Who are these souls willing to risk everything to get to the United States? What are they thinking when they subject themselves and their children to such a distressful journey? Why would anyone want to endure the privations that lay ahead for them? The truth of their stories may lie in the trend of reverse migration that is a huge factor in keeping the number of illegal immigrants living in the United States virtually steady over the last twenty years. 

Many young couples escaped from their home countries and found their way into the United States without legal status decades ago. They managed to find work, live frugally and begin families. Their children were born in the United States and were therefore legal citizens of the country. Those kids went to school, learned English, graduated from high school and often went to college. They are now adults with good jobs and the ability to vote in elections. They are model citizens who only know the United States as home. Stories of the old country are simply memories from their parents who often still long to see the towns that they knew as children and the parents that that they have not seen for decades. 

With their children legally settled into the United States the now middle aged couples are often ready to return to the lands of their own youth. They want to spend time with their parents before those loved ones die. With funds that they have saved from years of hard work they are often purchasing one way tickets home, happy in the knowledge that their children who are citizens of the United States will be able to freely visit them in the future. It is a trend about which we rarely hear, one that says a great deal about the sacrifices that they have made for the sake of their children. 

I have sat with students over the years who described the heart rending situations of their families. These students ultimately went on to carve out places in the middle class here in the United States, but there is a part of their family history that is incomplete. As adults they began to fully understand the fears that their parents have endured on their behalf. They feel a deep and unrelenting sadness for their parents who have silently grieved over the loss of identity for years.

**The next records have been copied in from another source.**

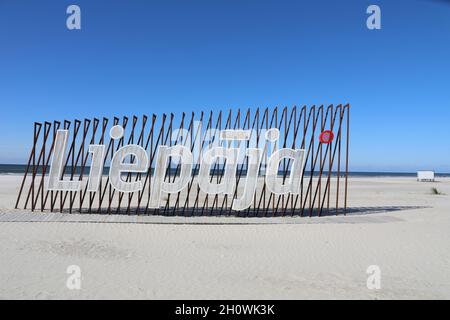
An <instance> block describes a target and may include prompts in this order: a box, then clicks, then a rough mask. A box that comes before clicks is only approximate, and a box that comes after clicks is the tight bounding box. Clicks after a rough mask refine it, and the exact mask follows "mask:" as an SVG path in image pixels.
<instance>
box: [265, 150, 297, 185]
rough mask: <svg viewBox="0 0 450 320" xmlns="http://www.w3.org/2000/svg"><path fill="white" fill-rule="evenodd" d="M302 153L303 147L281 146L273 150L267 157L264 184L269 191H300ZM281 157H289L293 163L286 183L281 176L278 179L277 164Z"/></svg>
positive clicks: (277, 169) (280, 160)
mask: <svg viewBox="0 0 450 320" xmlns="http://www.w3.org/2000/svg"><path fill="white" fill-rule="evenodd" d="M304 153H305V150H303V149H297V150H294V149H288V148H283V149H279V150H277V151H275V152H274V153H273V154H272V156H271V157H270V159H269V163H268V164H267V171H266V185H267V189H268V190H269V191H270V192H273V193H275V194H287V193H289V192H290V193H294V194H298V193H300V181H301V177H302V173H303V166H304V157H303V156H304ZM283 158H291V159H292V160H293V161H294V163H293V164H292V167H291V173H290V176H289V180H288V182H287V183H285V184H283V183H279V182H282V181H281V178H280V179H278V165H279V163H280V161H281V160H282V159H283Z"/></svg>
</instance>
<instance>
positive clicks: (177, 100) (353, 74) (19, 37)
mask: <svg viewBox="0 0 450 320" xmlns="http://www.w3.org/2000/svg"><path fill="white" fill-rule="evenodd" d="M70 4H77V5H79V6H80V7H81V17H82V29H81V30H75V31H69V30H68V29H67V28H66V18H67V14H66V8H67V6H68V5H70ZM370 4H377V5H379V6H380V7H381V12H382V29H381V30H368V29H367V27H366V19H367V17H368V15H367V14H366V8H367V7H368V5H370ZM449 77H450V1H444V0H441V1H438V0H434V1H433V0H428V1H426V0H409V1H406V0H396V1H392V0H391V1H362V0H347V1H334V0H327V1H325V0H318V1H284V0H281V1H280V0H279V1H268V0H238V1H233V0H214V1H211V0H209V1H206V0H205V1H198V0H183V1H181V0H180V1H174V0H164V1H163V0H161V1H111V0H109V1H100V0H96V1H62V0H58V1H39V2H38V1H22V0H0V106H1V110H2V121H1V126H0V144H1V146H2V147H1V152H0V163H24V162H25V161H26V158H27V154H28V152H29V149H30V146H31V142H32V140H31V139H32V127H33V126H32V124H33V121H44V120H54V119H63V118H76V117H79V118H84V117H93V116H97V117H101V116H104V115H119V116H121V115H130V114H142V113H147V114H150V113H157V114H162V113H163V112H174V113H177V112H181V111H186V110H189V111H191V110H193V111H195V110H210V109H212V108H217V109H228V108H230V107H233V108H235V107H241V108H247V107H252V108H256V107H258V106H276V105H281V106H284V105H290V106H292V105H303V104H329V103H335V104H338V103H347V102H348V103H350V104H351V106H352V113H351V121H352V122H351V155H350V160H351V161H350V169H351V170H356V171H415V170H416V169H434V170H437V171H439V172H450V142H448V140H447V136H448V128H449V122H450V83H449Z"/></svg>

We have a terrible tendency to view people that we do not know only as members of a group. Their faces blend together into a stereotype that we have imagined for them. We hear of someone being illegal and make automatic assumptions about that person when the truth of his/her life may be far more complex. We would do well to hear their stories and really know them. Then we might learn to admire them rather than revile them. We might better understand the power of love that has guided them. Seeing them as individuals rather than as members of a group that frightens and reviles us may change our thinking about how to approach the tangled knot of immigration with loving concern for everyone involved. 

Humans have traveled across the earth since the beginning of time. It’s difficult to say who was in some locale first. Our present day borders are the result of politics and wars over thousands of years. We have different languages and cultures and histories, but in the end our hearts beat in the same way and our blood flows through the same kind of veins. All of us want a home where we feel safe and loved. Perhaps if we begin to approach immigration with such thoughts in mind we may find a more humane way to determine who we will welcome as neighbors rather than focusing on those that we want to turn away. We need to start with kindness and only bring out our big sticks when the individual cases warrant it. It’s time that we first attempt to learn who these souls really are.